ここでの「アミノ酸配列の僅かな相違」は、アミノ酸の欠失、置換、付加、挿入、又はこれらの組合せにより生じる。典型的には、アミノ酸配列を構成する1~数個(上限は例えば3個、5個、7個、10個)のアミノ酸の欠失、置換、若しくは1~数個(上限は例えば3個、5個、7個、10個)のアミノ酸の付加、挿入、又はこれらの組合せによりアミノ酸配列に変異(変化)が生じていることをいう。「アミノ酸配列の僅かな相違」は、好ましくは保存的アミノ酸置換により生じている。ここでの「保存的アミノ酸置換」とは、あるアミノ酸残基を、同様の性質の側鎖を有するアミノ酸残基に置換することをいう。アミノ酸残基はその側鎖によって塩基性側鎖(例えばリシン、アルギニン、ヒスチジン)、酸性側鎖(例えばアスパラギン酸、グルタミン酸)、非荷電極性側鎖(例えばグリシン、アスパラギン、グルタミン、セリン、スレオニン、チロシン、システイン)、非極性側鎖(例えばアラニン、バリン、ロイシン、イソロイシン、プロリン、フェニルアラニン、メチオニン、トリプトファン)、β分岐側鎖(例えばスレオニン、バリン、イソロイシン)、芳香族側鎖(例えばチロシン、フェニルアラニン、トリプトファン、ヒスチジン)のように、いくつかのファミリーに分類されている。保存的アミノ酸置換は好ましくは、同一のファミリー内のアミノ酸残基間の置換である。尚、Arthrobacter globiformis由来のエステラーゼ(配列番号1)の活性残基は59位アミノ酸セリン、325位アミノ酸ヒスチジン、326位アミノ酸アスパラギン酸であることが知られていることから、変異を施す際には当該酸残基に影響がないようにするとよい。
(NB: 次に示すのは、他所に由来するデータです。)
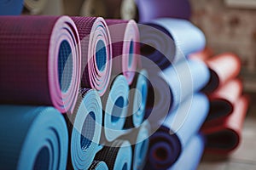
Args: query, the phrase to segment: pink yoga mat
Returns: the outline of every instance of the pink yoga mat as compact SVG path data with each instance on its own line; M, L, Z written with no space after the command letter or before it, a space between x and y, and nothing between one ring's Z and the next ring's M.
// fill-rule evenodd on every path
M67 16L3 16L0 25L0 103L73 111L81 70L73 21Z
M102 96L112 70L110 34L101 17L72 17L79 33L82 51L82 88Z
M122 73L131 84L139 54L139 31L134 20L107 20L112 39L113 76Z

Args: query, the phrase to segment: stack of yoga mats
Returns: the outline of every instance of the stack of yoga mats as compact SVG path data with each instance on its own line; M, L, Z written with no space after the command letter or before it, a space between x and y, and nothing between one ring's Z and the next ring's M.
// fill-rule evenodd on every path
M237 147L240 61L209 57L187 0L22 3L0 14L71 16L0 17L0 169L195 169Z
M0 24L0 167L142 169L148 73L135 21L23 15Z
M201 128L206 153L228 156L239 146L248 107L241 81L237 78L241 61L231 53L207 56L204 61L211 72L203 89L210 99L209 115Z

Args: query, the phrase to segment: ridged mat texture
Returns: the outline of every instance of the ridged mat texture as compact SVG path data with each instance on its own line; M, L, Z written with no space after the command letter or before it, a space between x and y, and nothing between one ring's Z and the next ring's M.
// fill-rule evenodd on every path
M1 16L0 25L0 102L72 112L81 72L73 21L67 16Z
M102 106L96 90L81 88L74 113L66 116L70 134L68 167L88 169L100 150Z
M1 105L0 116L0 169L66 168L68 133L57 110Z
M123 74L131 84L139 54L139 31L134 20L106 20L113 49L113 76Z
M149 139L146 168L170 167L180 156L189 139L200 130L208 109L207 96L195 94L171 112L163 122L160 122L160 128Z
M78 27L82 51L82 88L102 96L112 71L112 44L108 26L101 17L72 17Z

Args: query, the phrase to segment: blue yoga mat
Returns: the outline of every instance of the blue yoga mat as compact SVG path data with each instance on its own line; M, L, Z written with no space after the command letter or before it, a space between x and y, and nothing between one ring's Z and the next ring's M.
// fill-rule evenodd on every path
M137 72L134 81L130 87L128 116L125 121L125 128L137 128L144 120L148 97L147 71L142 70Z
M74 169L88 169L99 150L102 106L96 90L84 88L79 94L75 112L67 116L73 124L70 156Z
M102 98L103 108L104 136L107 141L113 141L124 134L123 128L128 111L129 86L126 78L119 75L116 76L110 88ZM102 139L102 140L103 140Z
M0 169L66 169L68 133L51 107L0 106Z
M114 140L111 145L104 146L95 159L105 162L109 169L131 169L132 160L131 144L127 140Z
M205 147L205 140L201 134L192 137L180 157L169 170L196 170Z
M189 139L197 133L209 110L204 94L194 94L172 111L160 128L150 137L148 168L166 169L178 158ZM155 129L155 128L153 128Z
M142 23L138 27L142 54L160 69L184 60L191 53L202 50L206 45L203 32L186 20L155 19ZM149 62L143 65L152 69Z
M200 91L210 78L209 70L205 63L190 60L168 67L160 76L170 86L172 99L171 102L166 102L170 103L172 110L195 92Z
M0 15L19 15L23 8L23 0L0 1Z
M94 161L88 170L108 170L104 162Z

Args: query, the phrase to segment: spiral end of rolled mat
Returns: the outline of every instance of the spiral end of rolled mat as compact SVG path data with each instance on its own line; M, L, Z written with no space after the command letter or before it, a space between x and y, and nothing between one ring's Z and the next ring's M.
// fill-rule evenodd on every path
M105 162L109 169L128 170L131 168L131 144L127 140L115 140L110 147L104 146L95 159Z
M132 122L134 127L139 127L145 116L145 108L148 97L148 73L142 70L138 73L132 107Z
M54 105L62 113L73 112L80 85L81 49L76 26L67 16L60 17L53 27L48 65Z
M104 133L107 140L113 141L124 133L123 128L128 110L129 86L125 77L118 76L102 99Z
M0 2L0 15L19 15L23 8L23 0Z
M74 113L70 153L74 169L87 169L99 150L102 109L96 90L81 89L80 94L83 99Z
M182 150L181 143L175 133L170 133L168 128L161 127L150 137L148 167L167 169L178 158Z
M79 33L82 50L82 88L106 92L112 71L109 31L101 17L72 17Z
M0 115L1 168L66 168L68 134L57 110L1 105Z
M108 170L104 162L94 161L88 170Z
M113 48L113 76L122 73L131 84L139 54L139 31L134 20L107 20Z

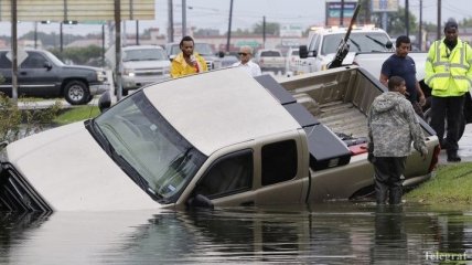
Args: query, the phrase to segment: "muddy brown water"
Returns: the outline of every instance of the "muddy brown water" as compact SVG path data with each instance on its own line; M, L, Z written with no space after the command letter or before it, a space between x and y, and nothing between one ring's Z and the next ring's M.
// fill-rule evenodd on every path
M0 264L472 262L472 211L372 202L0 214Z

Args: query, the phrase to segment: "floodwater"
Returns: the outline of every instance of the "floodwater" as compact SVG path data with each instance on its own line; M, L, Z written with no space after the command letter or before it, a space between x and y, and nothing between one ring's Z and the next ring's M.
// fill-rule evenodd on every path
M1 213L0 264L466 264L470 210L333 202Z

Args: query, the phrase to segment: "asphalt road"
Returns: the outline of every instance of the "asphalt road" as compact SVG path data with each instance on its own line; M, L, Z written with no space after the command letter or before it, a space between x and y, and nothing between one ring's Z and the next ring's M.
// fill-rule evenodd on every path
M472 161L472 124L465 126L464 135L459 140L459 156L463 162ZM439 163L450 163L447 161L446 150L441 150L439 155Z

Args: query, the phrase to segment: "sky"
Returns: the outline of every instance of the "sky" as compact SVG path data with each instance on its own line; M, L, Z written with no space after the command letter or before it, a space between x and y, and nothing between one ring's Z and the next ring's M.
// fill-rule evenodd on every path
M341 0L340 0L341 1ZM345 0L348 1L348 0ZM218 29L224 33L228 29L228 17L230 0L186 0L186 23L187 26L197 29ZM410 11L419 18L420 0L409 0ZM251 29L254 24L261 23L266 17L266 22L278 22L281 24L297 24L303 28L324 23L325 0L233 0L232 30ZM470 0L442 0L441 20L472 17L472 4ZM400 6L405 6L405 0L399 0ZM422 17L427 22L437 22L438 0L422 0ZM182 0L173 0L174 24L182 21ZM168 0L155 0L155 20L140 21L139 29L142 32L148 28L159 28L165 33L168 26ZM128 33L136 32L136 23L127 22L124 26ZM58 23L39 24L37 30L43 32L58 33ZM32 22L21 22L18 26L18 35L34 30ZM10 35L10 23L0 22L0 34ZM100 33L100 25L64 25L64 34Z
ところで、二つのアミノ酸配列又は二つの塩基配列(以下、これらを含む用語として「二つの配列」を使用する)の同一性(%)は例えば以下の手順で決定することができる。まず、最適な比較ができるよう二つの配列を並べる(例えば、第一の配列にギャップを導入して第二の配列とのアライメントを最適化してもよい)。第一の配列の特定位置の分子(アミノ酸残基又はヌクレオチド)が、第二の配列における対応する位置の分子と同じであるとき、その位置の分子が同一であるといえる。二つの配列の同一性は、その二つの配列に共通する同一位置の数の関数であり(すなわち、同一性(%)=同一位置の数/位置の総数 × 100)、好ましくは、アライメントの最適化に要したギャップの数およびサイズも考慮に入れる。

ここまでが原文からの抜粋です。